The granting of benefits to Ntate Metsing and the deputy leader of the Democratic Congress – This is a private matter and not a national issue. Why are they making their money problems our problem? We have our own money issues to worry about.

They must fight their own battles and leave us out. We want to be seized with the problems of Lesotho and not the money problems of individuals.
In fact, it’s a shame when politicians persist in the mistaken belief that they exist to be served and not to serve. This is exemplified in this “unless you give me my pension, I will not participate in the reforms” mentality.

It’s a clear abuse of country for personal gain. By making this demand, they suggest that the most urgent national project must be compromised because they have not been paid.

Setting up a commission of enquiry into several high-profile deaths in the country is one of the other pre-conditions.
When the Phumaphi Commission was set up to investigate the circumstances leading to the death of Lt General Maaparankoe, there was overwhelming domestic and international support for it.

That is because, there was a breakdown in the rule of law in the country. Rogue elements in the army and elsewhere had become law unto themselves. They did terrible things and got away with it.

To ensure accountability, the commission had to be set up. Basotho and the rest of the world had no confidence that there would be justice in that case because at the time, the country was being led by people who appeared to support and promote criminality. Criminals were not arrested but protected.
This terrible chapter in our history is now behind us. The rule of law has now been restored. The police do their job like they are supposed to. We see them investigating and arresting suspects even those who were protected before.

Citizens once again, have confidence in the justice system especially because current leaders do not say murderers and other criminals be given immunity from prosecution for the sake of reconciliation. Remember their infamous Amnesty Bill?
That’s the reason today, there is no clamour for commissions of enquiry except from people with ulterior motives. Honest people do not doubt that the cases mentioned in the list of demands are being thoroughly investigated.

As for the other demands i.e. setting up a Government of National Unity, establishing an interim political authority, moratorium on the removal and filling of constitutional positions etc, only a few Basotho are fooled by this charade.
Sensible people ask the question: “If these things are so important to create an atmosphere of fair play, why didn’t they put them in place when they had the power and numbers in parliament?”

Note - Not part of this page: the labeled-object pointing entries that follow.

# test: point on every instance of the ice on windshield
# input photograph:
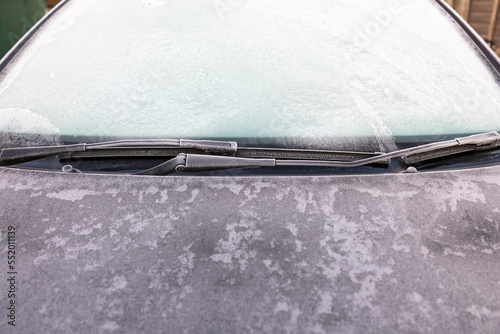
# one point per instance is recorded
(255, 69)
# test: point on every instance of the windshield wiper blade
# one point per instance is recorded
(201, 163)
(17, 155)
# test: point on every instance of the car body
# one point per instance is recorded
(384, 248)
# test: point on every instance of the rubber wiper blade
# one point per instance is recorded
(482, 141)
(201, 163)
(17, 155)
(206, 163)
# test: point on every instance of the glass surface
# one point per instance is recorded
(300, 73)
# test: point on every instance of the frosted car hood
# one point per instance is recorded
(371, 254)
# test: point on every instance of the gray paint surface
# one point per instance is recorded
(401, 253)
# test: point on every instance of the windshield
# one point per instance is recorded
(362, 75)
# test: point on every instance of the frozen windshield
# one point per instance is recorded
(304, 73)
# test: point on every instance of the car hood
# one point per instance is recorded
(373, 253)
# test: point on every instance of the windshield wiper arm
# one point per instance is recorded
(17, 155)
(201, 163)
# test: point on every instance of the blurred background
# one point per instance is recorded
(18, 16)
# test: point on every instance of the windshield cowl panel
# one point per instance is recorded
(336, 75)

To raise these matters now is hypocrisy of the highest order. I see no reason why they themselves did not ensure the existence of these conditions when the tables were turned.

For this reason, all I hear when they make these demands is just noise. I see and hear people who are motivated by expediency and not driven by principle.

To infuse a values system that entrenches human rights, rule of law, puts Basotho first, protects our national interests and ensures political and economic stability into the multi-sector reforms, we need people in the reforms process who think differently from the thinking that brought us our current “shithole country” status.

We need people who think at the core of their heart “Lesotho first”. Those who do not demonstrate this thinking, SHOULD NOT partake in the reforms. We are better off without them. Their value system created the past we want to move away from. We do not want to contaminate our future with their beliefs.

No matter the number of times I read their pre-conditions, I arrive at the same conclusion, these have nothing to do with what’s in the best interests of Basotho. So, let them stay out. We will achieve more without them.

This is not being exclusionary. This is being inclusive the right way i.e. not making “inclusivity” about increasing the number of bums on seats at all cost. True “inclusivity” is about ensuring that there a diversity of views, ideas, values and beliefs that ESPOUSE patriotism.